Honeybees and Bumblebees
Honeybees live in large colonies of around 50,000 workers and produce great quantities of honey. Honeybees are not native to the United States; they traveled over from Europe with the first settlers. These bees are responsible for 80 percent of the pollination attributed to insects. Bumblebees live in smaller colonies, with just a few hundred workers, and produce small amounts of honey while protecting the queen bee as she lays eggs. Bumblebees get their name from the drone they produce in flight.
Sweat Bees
Sweat bees are unpopular bees due to their attraction to perspiration. These bees live in holes in the ground or in wood and create small colonies of a few queen bees who live together in separate cells within a single small nest. The nest has multiple entrances, each guarded by a bee. Sweat bees are attracted to the salty sweat from human skin, but they don't sting unless provoked -- and only females are capable of stinging.
Stingless Bees
Around 300 species of stingless bees or meliponines inhabit tropical and subtropical areas of the world.
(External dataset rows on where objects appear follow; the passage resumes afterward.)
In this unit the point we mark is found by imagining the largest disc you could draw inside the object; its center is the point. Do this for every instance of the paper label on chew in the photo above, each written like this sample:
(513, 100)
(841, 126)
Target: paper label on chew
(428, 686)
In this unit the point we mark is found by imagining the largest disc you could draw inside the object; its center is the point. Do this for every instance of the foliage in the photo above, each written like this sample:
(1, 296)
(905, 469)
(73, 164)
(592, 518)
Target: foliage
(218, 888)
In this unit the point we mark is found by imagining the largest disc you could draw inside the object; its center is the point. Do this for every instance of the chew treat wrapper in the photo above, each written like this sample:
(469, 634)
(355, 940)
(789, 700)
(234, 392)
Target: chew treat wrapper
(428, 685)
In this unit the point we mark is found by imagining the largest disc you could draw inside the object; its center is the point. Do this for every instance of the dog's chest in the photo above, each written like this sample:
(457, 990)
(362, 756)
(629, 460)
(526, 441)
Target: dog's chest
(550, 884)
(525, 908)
They get their name from having tiny stingers that are seldom used in defense. They build their colonies in hollow tree trunks and inside the crevices of large rocks, and are closely related to honeybees and bumblebees. Stingless bees also make honey and gather pollen like the stinging varieties of social bees.
Africanized Honeybees
Due to the fact that European honeybees didn't thrive well in the South American climates, scientists tried to blend the bloodlines of the African Honeybee with the European species. A few African honeybees escaped and have been breeding with and colonizing European honeybee sites ever since. These bees are extremely aggressive and attack in great numbers, without provocation. Africanized bees reproduce quickly and use all available resources as efficiently as possible before moving on to new territory.
Solitary Bees
Mason bees live in small families of one queen and a few males who breed with her, inside crevices in brick walls and rock piles. Leafcutter bees live inside hollow stems and tree bark. They also live as a family of a few males and a queen. Digger bees of the Apidae family often resemble colonizing bees because individual queens nest near each other in holes in the soil, but they raise larvae on their own.
References
- Innovateus: What Are the Different Types of Bees?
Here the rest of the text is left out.